Rifondazione. Scenari del dopo scissione

Mentre, alla fine della settimana passata, ponevo per iscritto alcune riflessioni sulla crisi di governo non prevedevo che la spaccatura del PRC si sarebbe determinata con la velocità e la durezza che, nei giorni seguenti, abbiamo verificato né, per la verità, la davo per scontata.
Può essere interessante notare che, nonostante questa scissione del PRC, uno degli scenari ipotizzati nell'articolo precedente si è realizzato e, cioè, la caduta del governo e una situazione parlamentare tale da rendere probabile, se non certo, il ricorso ad un governo tecnico.
Dobbiamo, a questo punto, interrogarci non tanto e non solo sulle ragioni profonde della scissione del PRC, che sono abbastanza note, quanto sulla sua interna dinamica e sui suoi probabili effetti sul "popolo di sinistra".
La componente cossuttiana del PRC, come è noto, ha rotto la disciplina e l'unità del partito infrangendo il mito dell'obbedienza dei gruppi parlamentari comunisti alla direzione politica ed ha, in questo modo, dimostrato che, nonostante rivendichi l'eredità del PCI, i tempi nei quali i comunisti sapevano obbedir tacendo sono passati definitivamente.
Con la rottura i cossuttiani si sono sottratti a mesi di confronto interno al PRC e ad un congresso che li avrebbe, con ogni probabilità, visti ridimensionati. Inoltre possono mettere a profitto il loro controllo sul gruppo parlamentare, su molti eletti a livello locale, su settori di apparato politico e sindacale e portare in dote all'ulivo non solo un gruppo di vertice, come hanno fatto anni addietro i Comunisti Unitari, ma una struttura sufficientemente consistente ed articolata da essere interessante per un DS che, a furia di trasformarsi in un partito leggero, rischia di diventare ectoplasmatico.

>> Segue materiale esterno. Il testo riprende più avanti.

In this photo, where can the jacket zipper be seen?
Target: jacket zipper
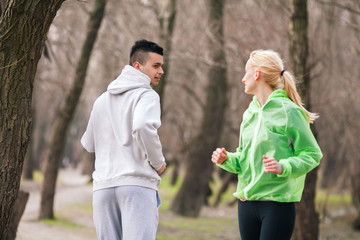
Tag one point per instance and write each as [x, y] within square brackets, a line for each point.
[252, 156]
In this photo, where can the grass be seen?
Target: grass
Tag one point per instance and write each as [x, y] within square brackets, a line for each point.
[174, 227]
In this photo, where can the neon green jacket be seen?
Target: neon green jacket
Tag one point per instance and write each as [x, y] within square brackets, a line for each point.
[280, 130]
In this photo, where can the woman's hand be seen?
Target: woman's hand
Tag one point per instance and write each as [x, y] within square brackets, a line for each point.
[271, 165]
[219, 156]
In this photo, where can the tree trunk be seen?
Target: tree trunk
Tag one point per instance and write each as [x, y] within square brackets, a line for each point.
[23, 28]
[194, 190]
[19, 208]
[28, 167]
[64, 118]
[167, 22]
[307, 219]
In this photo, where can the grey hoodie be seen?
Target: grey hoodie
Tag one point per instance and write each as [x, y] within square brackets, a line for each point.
[122, 131]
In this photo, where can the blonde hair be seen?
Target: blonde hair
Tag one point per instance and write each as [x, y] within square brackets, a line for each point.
[270, 64]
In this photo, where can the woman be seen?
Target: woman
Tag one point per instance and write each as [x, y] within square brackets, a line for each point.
[276, 150]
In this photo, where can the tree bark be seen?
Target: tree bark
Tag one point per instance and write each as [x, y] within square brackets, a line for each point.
[167, 23]
[19, 209]
[307, 219]
[193, 192]
[23, 28]
[65, 115]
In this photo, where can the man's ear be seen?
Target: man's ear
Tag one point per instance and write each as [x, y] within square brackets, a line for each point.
[137, 65]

Ritengo che, nel merito delle ragioni della scissione, si possa cadere in due semplificazioni che sono entrambe da evitarsi. La prima consiste nel porre l'accento solo sulle differenze culturali e politiche fra bertinottiani (movimentisti e massimalisti) e cossuttiani (partitisti e burocrati). Come, infatti, si è più volte ricordato queste due anime del PRC, in un certo senso si sono completate a vicenda e, per quel che riguarda l'oggi, molti bertinottiani sono stati cossuttiani sino a poco tempo addietro. La seconda consiste nel porre l'accento solo sui sessanta denari che l'ulivo ha di certo garantito ai cossuttiani come premio per la loro transumanza. è, infatti, innegabile che le scelte di questa componente sono coerenti con la tradizione togliattiana che le forzature bertinottiane, soprattutto nel loro ripetersi, mettevano a repentaglio. Quando Cossutta afferma che si propone la difesa degli "interessi del paese" c'è persino il rischio che lui e molti dei suoi credano a quello che dicono e, d'altro canto, la loro buona o cattiva fede non è al centro dei nostri interessi.
Il fatto è che la rottura c'è e sembra irreversibile, che probabilmente il piede è scappato sul pedale ai suoi interpreti, che lo scenario della sinistra è cambiato.
Se i cossuttiani sfuggiranno al ruolo di cespuglione dell'ulivo al quale sembrano destinati non è facile da valutarsi ma, soprattutto, sarà interessante capire come contino di uscire dall'angolo in cui si sono cacciati i bertinottiani.
è, infatti, assolutamente evidente che, a breve, potranno puntare sull'orgoglio di partito, sull'effetto novità derivante dalla seconda rifondazione, sulle simpatie di aree di movimento che già oggi si compiacciono per la dipartita dei malvagi cossuttiani.
è altrettanto evidente che, sul medio periodo, alcuni nodi verranno al pettine. Mi riferisco, in primo luogo, al necessario ma complicato patto di desistenza con l'Ulivo in occasione delle prossime elezioni, alla situazione negli enti locali e nell'apparato sindacale, agli effetti del dimezzamento dell'apparato e della perdita di burocrati sperimentati nella gestione della macchina di partito. Penso anche, per la verità, al fatto che il nuovo PRC bertinottiano tutto è tranne che un soggetto politico e sociale radicale e che si trovasse costretto o a lasciar cadere le pretese antisistemiche per entrare, in qualche modo, nella maggioranza o ad accettare l'emarginazione dal gioco istituzionale con l'effetto di perdere risorse, funzionari, centri di potere.
Ritengo di non essere troppo avventato se ritengo che la scelta sia obbligata e che sarà quella istituzionale e che, comunque, questa scelta porrà comunque dei problemi visto che lo spazio del centrosinistra sarà alquanto affollato dopo l'arrivo dei neonati comunisti italiani di Cossutta con l'effetto che i DS stenterebbero, anche se volessero, a garantire gli adeguati collegi blindati sia al PRC che ai cossuttiani.
è anche vero che i traditori possono a loro volta essere traditi e che i cossuttiani potrebbero essere buttati a mare ma questa è una possibilità per il futuro.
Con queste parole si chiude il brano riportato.